Scritta comparsa a Yangon il 20 febbraio 2021 - Ansa

Pene miti, tutto sommato, anche se sul capo della Premio Nobel per la Pace pendono accuse ben più gravi di tradimento e cospirazione che prevedono decenni di carcere. Condanne che sembrano uno strumento di intimidazione affinché Suu Kyi apra la porta al compromesso con la giunta e forse a una condivisione del potere che lasci ai militari privilegi e intoccabilità in cambio di una libertà sotto tutela e - forse - di quella carica presidenziale che finora la Costituzione del 2008 scritta dai generali non le ha concesso. L’icona della democrazia birmana resta per il regime un’interlocutrice necessaria, sia verso la società birmana nel suo complesso, sia verso la comunità internazionale che pure dal 2017 l’ha attaccata per la sua apparente indifferenza verso il genocidio dei Rohingya. Oggi, una realtà che aveva ritrovato dinamismo e libertà di espressione, rischia di tornare indietro di decenni. Sul piano dei diritti, sicuramente, ma anche su quello del benessere.

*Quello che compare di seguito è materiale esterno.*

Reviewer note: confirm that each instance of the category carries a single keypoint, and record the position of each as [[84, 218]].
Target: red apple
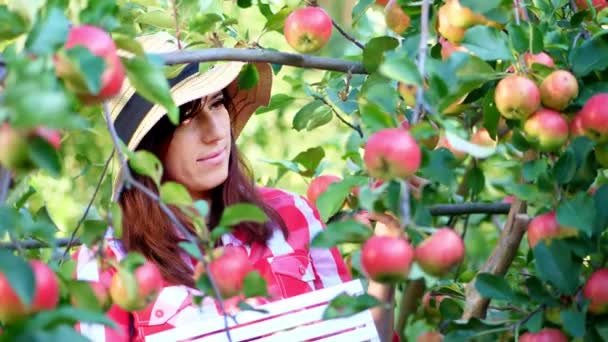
[[51, 136], [596, 290], [13, 148], [545, 335], [547, 130], [595, 117], [99, 43], [392, 153], [229, 270], [517, 97], [46, 294], [546, 227], [396, 19], [558, 89], [135, 291], [387, 258], [438, 253], [319, 185], [308, 29], [430, 336], [539, 58], [576, 126], [598, 4]]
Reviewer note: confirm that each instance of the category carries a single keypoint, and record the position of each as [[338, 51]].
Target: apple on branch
[[308, 29]]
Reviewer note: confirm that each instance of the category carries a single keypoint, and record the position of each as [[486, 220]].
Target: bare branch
[[500, 260], [258, 55], [89, 205]]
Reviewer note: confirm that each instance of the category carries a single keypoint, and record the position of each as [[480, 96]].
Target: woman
[[201, 154]]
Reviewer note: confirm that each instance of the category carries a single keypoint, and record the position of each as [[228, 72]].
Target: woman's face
[[198, 152]]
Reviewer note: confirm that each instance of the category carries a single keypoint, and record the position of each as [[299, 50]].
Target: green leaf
[[242, 212], [359, 9], [69, 316], [277, 101], [491, 115], [533, 169], [45, 156], [93, 231], [101, 13], [565, 167], [345, 305], [19, 275], [150, 82], [578, 212], [440, 166], [574, 322], [191, 249], [175, 193], [487, 42], [147, 164], [332, 200], [12, 24], [601, 198], [89, 66], [204, 22], [590, 56], [373, 54], [49, 33], [399, 66], [554, 265], [254, 285], [493, 287], [312, 115], [310, 160], [248, 77], [349, 231]]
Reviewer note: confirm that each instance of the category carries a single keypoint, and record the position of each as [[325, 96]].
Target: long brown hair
[[147, 230]]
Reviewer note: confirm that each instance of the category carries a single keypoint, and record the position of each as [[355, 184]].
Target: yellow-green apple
[[392, 153], [308, 29], [558, 89], [319, 185], [596, 290], [135, 291], [516, 97], [595, 117], [545, 227], [547, 130], [387, 258], [438, 253]]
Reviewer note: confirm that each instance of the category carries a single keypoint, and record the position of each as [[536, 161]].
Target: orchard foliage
[[503, 101]]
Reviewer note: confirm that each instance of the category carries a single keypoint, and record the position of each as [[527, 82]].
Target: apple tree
[[457, 151]]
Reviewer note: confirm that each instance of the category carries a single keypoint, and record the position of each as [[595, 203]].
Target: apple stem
[[127, 177], [87, 209]]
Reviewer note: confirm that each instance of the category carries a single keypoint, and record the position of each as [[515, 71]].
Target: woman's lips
[[213, 158]]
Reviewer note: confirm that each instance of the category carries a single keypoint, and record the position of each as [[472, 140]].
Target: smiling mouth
[[212, 156]]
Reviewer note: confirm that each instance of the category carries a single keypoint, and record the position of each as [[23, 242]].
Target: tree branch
[[89, 205], [258, 55], [500, 260], [437, 210]]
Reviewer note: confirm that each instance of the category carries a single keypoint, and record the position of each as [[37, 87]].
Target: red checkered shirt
[[289, 266]]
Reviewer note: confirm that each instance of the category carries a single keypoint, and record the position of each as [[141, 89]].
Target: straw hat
[[133, 116]]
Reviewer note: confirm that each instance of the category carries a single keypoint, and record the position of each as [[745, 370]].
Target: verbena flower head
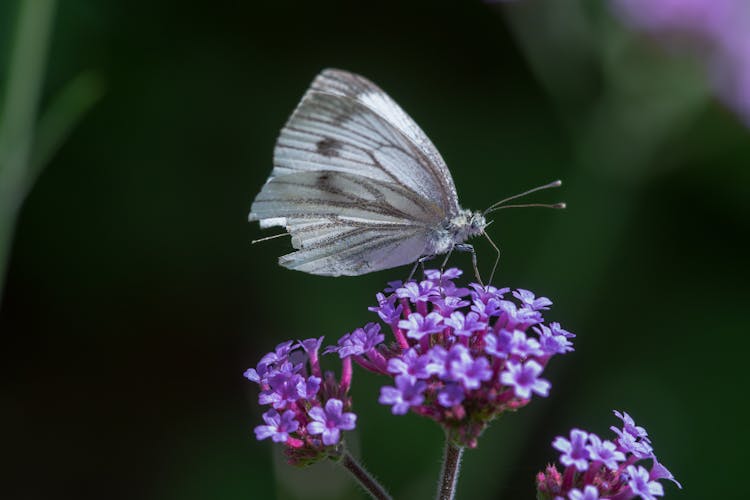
[[459, 355], [599, 469], [308, 408], [716, 29]]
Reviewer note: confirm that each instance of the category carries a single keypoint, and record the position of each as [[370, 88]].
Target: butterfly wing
[[342, 224], [355, 181]]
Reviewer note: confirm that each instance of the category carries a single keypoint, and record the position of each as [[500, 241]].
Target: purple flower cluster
[[461, 356], [718, 29], [597, 469], [307, 408]]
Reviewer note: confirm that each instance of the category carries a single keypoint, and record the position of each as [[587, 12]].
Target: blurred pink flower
[[718, 30]]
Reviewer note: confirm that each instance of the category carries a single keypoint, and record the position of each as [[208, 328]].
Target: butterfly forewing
[[355, 182]]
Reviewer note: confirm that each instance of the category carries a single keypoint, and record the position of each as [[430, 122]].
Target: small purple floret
[[523, 379], [574, 451], [417, 326], [641, 484], [605, 452], [330, 421], [277, 426], [407, 393]]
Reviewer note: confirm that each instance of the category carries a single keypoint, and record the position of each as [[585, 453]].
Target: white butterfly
[[359, 186]]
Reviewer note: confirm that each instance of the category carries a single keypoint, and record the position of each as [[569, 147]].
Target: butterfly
[[359, 186]]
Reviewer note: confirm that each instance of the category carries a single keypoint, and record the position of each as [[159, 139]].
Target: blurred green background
[[133, 300]]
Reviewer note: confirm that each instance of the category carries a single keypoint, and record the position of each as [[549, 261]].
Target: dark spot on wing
[[328, 147], [323, 182]]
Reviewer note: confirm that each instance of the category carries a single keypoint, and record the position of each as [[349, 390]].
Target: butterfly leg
[[420, 261], [497, 257], [465, 247]]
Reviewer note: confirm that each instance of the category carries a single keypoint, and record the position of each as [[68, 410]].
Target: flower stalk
[[452, 455], [364, 478]]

Commemorazione delle vittime a Naypyidaw - Ansa

Lo scorso luglio un rapporto della Banca mondiale ha indicato una contrazione del 18 per cento dell’economia nel 2021, con una povertà già raddoppiata rispetto al 2019 e il rischio che entro quest’anno almeno il 30 per cento dei birmani torni sotto la soglia di povertà. Si avvicina il sessantesimo anniversario del golpe che il 2 marzo 1962 portò al potere i generali guidati da Ne Win e che inaugurò mezzo secolo di dittatura feroce. Quello che fino a 12 mesi fa avrebbe potuto essere un promemoria doloroso ma necessario su un tempo che credevano passato, sarà per i birmani vissuto in una condizioni simili se non peggiori. Quello di oggi è un Paese in aperta ribellione, avviato alla guerra civile e a violenze più diffuse che in passato. Se è opinione diffusa che i vertici militari abbiano sbagliato i loro calcoli puntando a una rapida accoglienza del loro controllo, gli oppositori potrebbero pagare un caro prezzo. Come è stato per almeno 1.300 uccisi dalla repressione, le migliaia di feriti e quanti sono finiti sotto tortura, mutilati o bruciati vivi nelle loro case durante le operazioni militari. Com’è per i 400mila sfollati che cercano rifugio nelle foreste o vanno accalcandosi al confine thailandese. Tra essi, denuncia Save the Children, 140mila bambini, che «vivono all’aperto, nella giungla, in rifugi improvvisati, esposti a fame, rischi e malattie».